Bekasi, KabarKibar.id – Penyekapan sebanyak 20 Warga Negara Indonesia (WNI) di Myanmar dan menjadi korban Tindak Pidana Perdagangan Orang (TPPO).

Mereka tidak terdaftar secara resmi atau ilegal dan merupakan korban sindikat penipu online.

Para korban dilaporkan mengalami kekerasan fisik hingga psikis.

Awal mula terungkapnya kejadian ini bermula dari adanya video viral di media sosial yang menunjukkan penyekapan terhadap 20 WNI tersebut.

Kepala Badan Pelindungan Pekerja Migran Indonesia (BP2MI), Benny Rhamdani, membenarkan bahwa 20 WNI itu adalah korban scamming online yang menjanjikan peluang kerja.

Modus penipuan ini menyasar para korban dengan menyediakan informasi tentang pekerjaan yang menjanjikan dengan gaji tinggi.

Namun, setelah sampai di Myanmar, para korban mengetahui bahwa pekerjaannya tidak sesuai dengan yang dijanjikan dan diharuskan bekerja selama 18 jam dengan gaji yang tidak sesuai.

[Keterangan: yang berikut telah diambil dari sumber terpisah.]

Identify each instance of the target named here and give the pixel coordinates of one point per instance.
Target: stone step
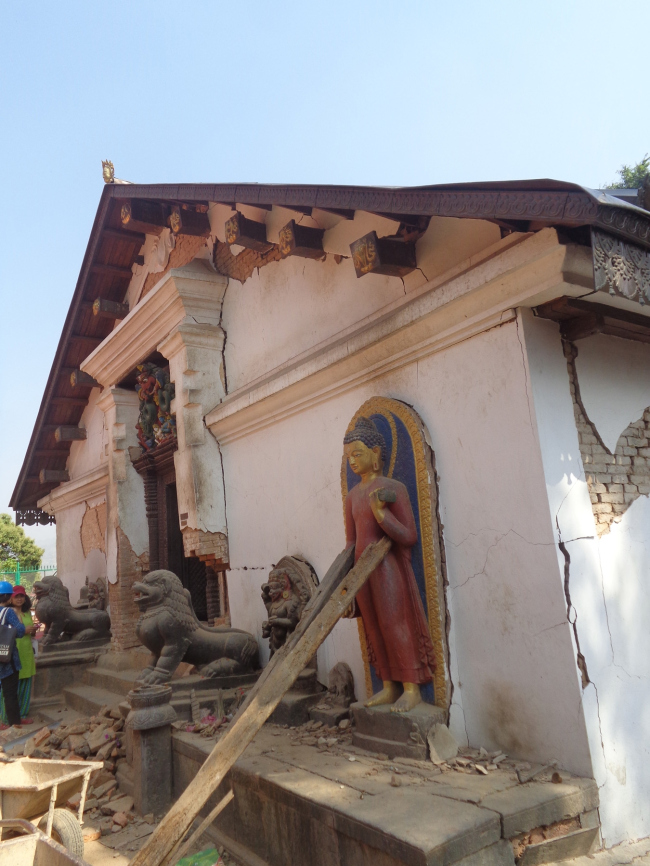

Benny Rhamdani mengatakan bahwa para korban tersebut merupakan korban penempatan ilegal dan terkategori PMI terkendala karena tidak berproses secara resmi dan tidak terdata di SISKOP2MI.

Dia juga mengatakan bahwa Myanmar bukanlah negara tujuan penempatan.

BP2MI masih mengupayakan kepulangan 20 WNI tersebut ke Tanah Air.

Korban TPPO seringkali menjadi sasaran sindikat kejahatan internasional yang tidak hanya menjanjikan pekerjaan dengan gaji tinggi, tetapi juga menawarkan kemudahan proses keimigrasian.

Mereka juga seringkali tidak menyadari risiko yang akan dihadapi di negara tujuan, seperti kekerasan fisik dan psikis, kerja paksa, dan eksploitasi seksual.

Oleh karena itu, penting bagi pemerintah dan masyarakat untuk terus meningkatkan kesadaran tentang bahaya TPPO dan mengambil langkah-langkah preventif yang tepat untuk mencegahnya.

Pemerintah Indonesia juga perlu meningkatkan pengawasan dan pengendalian terhadap agen penyalur tenaga kerja ke luar negeri agar terhindar dari penipuan dan kekerasan yang mungkin dialami oleh para PMI.

Selain itu, pemerintah juga perlu memberikan perlindungan dan dukungan kepada para korban TPPO, termasuk dalam hal penyediaan bantuan hukum dan rehabilitasi psikologis.